Digestive Disease Institute, Cleveland Clinic, 9500 Euclid Ave, Desk Q3, Cleveland, OH 44195. USA,
Surg Endosc. 2013 Apr;27(4):1406. doi: 10.1007/s00464-012-2573-0. Epub 2012 Oct 18.
A 49-year-old woman presented with a 3-month history of nausea, vomiting, and weight loss. Her symptoms were severe, and she required total parenteral nutrition for nutrition support. Both CT and barium upper GI series demonstrated a large "windsock" diverticulum that obstructed the duodenal lumen. The patient was referred to undergo a surgical diverticulectomy. After a multidisciplinary discussion, a less invasive endoscopic diverticulotomy was recommended, and the patient agreed. The linked video demonstrates the endoscopic findings and therapeutic technique. Upper endoscopy showed the diverticulum arising from the proximal duodenum. The scope could not traverse the true lumen due to compression by the diverticulum. A guidewire was passed to delineate the true lumen. At that point, the diverticulum spontaneously inverted into a proximal position. The tip of the diverticulum was then clipped to the duodenal wall to increase exposure and to allow a more controlled incision. Clips were placed on the vascular pedicle of the diverticulum to prevent bleeding.
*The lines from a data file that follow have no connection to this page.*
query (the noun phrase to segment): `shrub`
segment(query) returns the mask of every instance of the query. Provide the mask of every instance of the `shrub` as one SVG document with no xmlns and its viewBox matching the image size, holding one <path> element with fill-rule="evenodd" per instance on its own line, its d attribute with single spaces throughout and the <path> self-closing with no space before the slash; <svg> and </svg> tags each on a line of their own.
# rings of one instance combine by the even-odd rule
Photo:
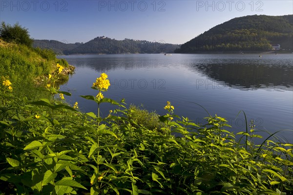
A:
<svg viewBox="0 0 293 195">
<path fill-rule="evenodd" d="M 33 40 L 30 39 L 28 29 L 21 27 L 18 23 L 14 26 L 2 22 L 0 27 L 0 37 L 7 42 L 25 45 L 31 47 Z"/>
</svg>

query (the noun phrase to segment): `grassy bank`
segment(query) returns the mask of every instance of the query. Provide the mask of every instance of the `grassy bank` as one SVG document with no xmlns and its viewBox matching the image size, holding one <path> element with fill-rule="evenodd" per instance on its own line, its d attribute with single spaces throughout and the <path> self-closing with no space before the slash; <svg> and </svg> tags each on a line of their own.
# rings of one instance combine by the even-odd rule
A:
<svg viewBox="0 0 293 195">
<path fill-rule="evenodd" d="M 13 93 L 19 97 L 32 98 L 39 94 L 34 89 L 43 85 L 45 77 L 54 71 L 57 63 L 69 68 L 67 61 L 57 59 L 51 50 L 8 43 L 0 39 L 0 78 L 9 78 Z M 68 78 L 64 74 L 61 80 Z M 32 90 L 28 93 L 28 90 Z"/>
</svg>

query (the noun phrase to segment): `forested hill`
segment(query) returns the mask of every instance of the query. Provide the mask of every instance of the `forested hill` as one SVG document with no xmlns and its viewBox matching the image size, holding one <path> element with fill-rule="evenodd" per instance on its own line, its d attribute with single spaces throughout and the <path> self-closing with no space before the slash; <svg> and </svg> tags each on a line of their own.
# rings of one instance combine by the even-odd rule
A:
<svg viewBox="0 0 293 195">
<path fill-rule="evenodd" d="M 85 43 L 65 44 L 48 40 L 34 40 L 34 46 L 53 49 L 59 54 L 173 53 L 181 45 L 125 39 L 119 40 L 98 37 Z"/>
<path fill-rule="evenodd" d="M 175 53 L 263 51 L 272 45 L 292 51 L 293 15 L 247 16 L 218 25 L 183 44 Z"/>
</svg>

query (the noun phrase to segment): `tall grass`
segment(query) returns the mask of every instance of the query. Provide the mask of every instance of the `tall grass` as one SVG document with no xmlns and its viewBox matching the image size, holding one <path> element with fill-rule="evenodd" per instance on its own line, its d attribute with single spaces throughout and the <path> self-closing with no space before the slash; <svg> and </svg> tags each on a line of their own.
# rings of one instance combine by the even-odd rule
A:
<svg viewBox="0 0 293 195">
<path fill-rule="evenodd" d="M 242 144 L 225 129 L 223 117 L 209 116 L 200 126 L 167 110 L 157 118 L 164 123 L 162 130 L 181 135 L 175 136 L 156 129 L 160 123 L 150 126 L 139 117 L 147 120 L 155 115 L 123 102 L 84 96 L 116 105 L 101 117 L 63 100 L 19 99 L 4 87 L 2 194 L 290 195 L 293 190 L 293 144 L 267 139 L 255 145 L 250 138 L 259 136 L 250 133 L 253 125 L 239 133 L 248 136 Z"/>
</svg>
An incremental incision was performed using a needle-knife to divide the diverticulum completely. Mild bleeding occurred twice and was managed with clips. A complete diverticulotomy was accomplished, allowing easy passage of the endoscope. The patient had an uneventful postprocedural recovery and was discharged the same day with instructions for dietary advancement. After 2 months, the patient reported complete symptom resolution. She was eating well, had gained weight, and had discontinued total parenteral nutrition. A repeat endoscopy confirmed a patent lumen and no recurrence of the diverticulum. This case demonstrates the feasibility and effectiveness of endoscopic diverticulotomy performed from a proximally inverted position. This "top-down" approach provided very good exposure for the incision and easy treatment of bleeding complications.
一位 49 岁女性因恶心、呕吐和体重减轻就诊,病史 3 个月。她的症状严重,需要全胃肠外营养支持。CT 和上消化道钡剂造影均显示一个大的“风箱”样憩室,导致十二指肠腔完全梗阻。患者被转至外科行憩室切除术。经过多学科讨论,建议采用创伤较小的内镜下憩室切开术,患者也表示同意。该链接视频展示了内镜下所见和治疗技术。上消化道内镜检查显示憩室起自近端十二指肠。由于憩室的压迫,内镜无法通过真正的腔道。通过导丝来描绘真正的腔道。此时,憩室自动翻转为近端位置。然后用夹子夹住憩室尖端以增加显露并允许更可控的切开。用夹子夹住憩室的血管蒂以防止出血。使用针刀进行逐渐切开以完全分隔憩室。有 2 次发生轻微出血,用夹子处理。完成完全憩室切开术,内镜可轻松通过。患者术后恢复顺利,当天出院并指导逐渐恢复饮食。2 个月后,患者报告完全缓解症状。她饮食良好,体重增加,已停止全胃肠外营养。重复内镜检查显示腔道通畅,无憩室复发。该病例证明了从近端反转位置进行内镜下憩室切开术的可行性和有效性。这种“自上而下”的方法为切口提供了很好的显露,并且便于处理出血并发症。